Le tribunal de première instance de Tunis chargé des affaires liées au terrorisme a reporté, encore une fois, le dossier connu sous le nom de l'affaire du complot au 18 avril prochain. Un report suggestif qui trahit les hésitations du tribunal et de tout le pouvoir en place. En effet, l'impression s'installe que dans cette affaire, le pouvoir ne sait plus quoi faire de cette patate chaude qu'il espère s'en débarrasser sans trop savoir comment. La manière avec laquelle le juge qui présidait la séance a suspendu l'audience du vendredi dernier et quitté la salle en dit long sur la panique que vivent les juges, relégués depuis l'arrivée au pouvoir du président Kaïs Saïed au rôle de fonctionnaires de la magistrature et lâchés seuls à affronter l'opinion publique dans des affaires qui sentent fort l'ingérence du politique. Dans cette affaire dite du complot contre l'Etat, le juge a dû affronter seul les prévenus dont la présence était trop forte malgré leur absence imposée, ainsi que les plaidoyers de leurs avocats et les regards des membres de leurs familles. Malgré les multiples restrictions décidées par les pouvoirs publics, le juge a dû ressentir aussi la pression de tous ceux, parmi les militants de la société civile, qui sont restés hors de la salle d'audience.
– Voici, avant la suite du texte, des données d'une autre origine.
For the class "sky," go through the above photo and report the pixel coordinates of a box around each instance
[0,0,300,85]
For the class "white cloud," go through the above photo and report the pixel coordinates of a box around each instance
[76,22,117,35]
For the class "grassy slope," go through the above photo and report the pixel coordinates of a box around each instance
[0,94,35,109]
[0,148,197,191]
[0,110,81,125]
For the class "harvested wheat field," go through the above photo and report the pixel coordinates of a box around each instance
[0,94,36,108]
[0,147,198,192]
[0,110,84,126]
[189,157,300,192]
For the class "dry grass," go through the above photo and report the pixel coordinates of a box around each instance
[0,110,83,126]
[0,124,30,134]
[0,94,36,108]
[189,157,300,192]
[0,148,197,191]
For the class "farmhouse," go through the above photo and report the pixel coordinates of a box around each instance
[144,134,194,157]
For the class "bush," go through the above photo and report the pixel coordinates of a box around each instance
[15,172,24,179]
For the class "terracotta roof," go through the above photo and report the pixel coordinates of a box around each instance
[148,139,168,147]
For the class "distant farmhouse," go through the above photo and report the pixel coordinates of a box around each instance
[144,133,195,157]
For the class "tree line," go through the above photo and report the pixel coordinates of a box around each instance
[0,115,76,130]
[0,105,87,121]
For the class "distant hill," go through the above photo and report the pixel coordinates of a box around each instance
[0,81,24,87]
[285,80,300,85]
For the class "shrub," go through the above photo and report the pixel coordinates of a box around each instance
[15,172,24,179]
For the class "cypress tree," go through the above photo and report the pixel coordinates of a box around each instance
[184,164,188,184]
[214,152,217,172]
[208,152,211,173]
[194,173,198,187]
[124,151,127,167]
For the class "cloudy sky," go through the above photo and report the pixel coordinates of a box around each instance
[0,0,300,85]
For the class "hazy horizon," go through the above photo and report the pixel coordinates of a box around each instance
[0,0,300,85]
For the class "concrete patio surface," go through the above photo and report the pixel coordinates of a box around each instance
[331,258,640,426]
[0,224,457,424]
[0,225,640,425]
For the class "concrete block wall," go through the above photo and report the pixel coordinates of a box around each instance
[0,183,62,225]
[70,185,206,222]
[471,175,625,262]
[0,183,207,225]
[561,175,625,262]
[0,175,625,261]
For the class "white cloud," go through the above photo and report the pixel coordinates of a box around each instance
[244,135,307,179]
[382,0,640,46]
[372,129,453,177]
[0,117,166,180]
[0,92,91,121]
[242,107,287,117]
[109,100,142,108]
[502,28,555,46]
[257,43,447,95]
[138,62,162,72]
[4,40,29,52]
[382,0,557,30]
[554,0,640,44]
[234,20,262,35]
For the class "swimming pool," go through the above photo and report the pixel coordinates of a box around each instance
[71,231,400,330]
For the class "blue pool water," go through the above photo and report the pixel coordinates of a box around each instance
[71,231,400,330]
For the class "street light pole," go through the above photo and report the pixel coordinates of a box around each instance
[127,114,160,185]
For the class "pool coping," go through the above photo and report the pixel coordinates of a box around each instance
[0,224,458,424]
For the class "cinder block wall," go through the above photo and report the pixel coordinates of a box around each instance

Il était clair que cette foule apportait un soutien total aux prévenus et portait un regard accusateur sur l'ensemble de la machine judiciaire, totalement en panne depuis quelques années déjà.
Une instruction précipitée et bancale Il serait redondant de relater les péripéties et les détails du dossier de cette affaire de complot pas comme les autres. En effet, la décision illogique, improductive et saugrenue du juge d'instruction d'interdire le traitement médiatique de l'affaire n'a fait qu'attiser l'intérêt de l'opinion publique pour les détails, plus bizarres les uns que les autres, contenus dans ce dossier totalement décousu et truffé de zones d'ombre. Mais il serait utile d'avancer quelques remarques de forme et de fond. Au niveau de la forme, il est clair que cette affaire de complot a été déclenchée dans la précipitation avec la série d'arrestations hollywoodiennes et n'a pu par la suite dépasser cette tare de départ. Le responsable politique qui aurait été le premier à allumer la mèche a été démis de ses fonctions depuis et mis en disgrâce. Mais le mal a déjà été fait et l'instruction s'est embourbée dans l'approximation et le rafistolage : des détenus qui ne sont jamais entendus par le juge d'instruction, des témoignages anonymes et forcément indirects donnés par des prisonniers sur des faits supposés qui se seraient déroulés à l'étranger, la participation de personnes défuntes au complot à titre posthume, pour arriver à cette décision de jugement à distance, en l'absence de toute raison, hormis la panique et l'affolement, pouvant raisonnablement la justifier.
Un contresens démocratique Sur le fond, ce dossier du complot contre l'Etat tord le cou à un principe de base de la démocratie. En effet, dans toute démocratie, la présence de l'opposition est fondamentale afin d'éviter la pensée unique et les dérapages vers l'autoritarisme ou la dictature. Or une opposition, au moment même de se déclarer opposante au pouvoir en place, déclare son animosité envers ce pouvoir, son désir de le fragiliser et sa volonté de le suppléer. Il est totalement admis donc que les oppositions tiennent des réunions, s'allient et se liguent éventuellement contre le pouvoir et élaborent des stratégies et des plans d'action pour l'affaiblir. Cette action de l'opposition, tant qu'elle se déroule dans le cadre de la loi, sans recours à la violence et sans ingérence étrangère (ce qui est le cas dans ce dossier de l'aveu même des autorités judiciaires), est une garantie de diversité, de contradiction et d'alternance. L'affaire dite de complot contre l'Etat n'aurait jamais dû exister donc.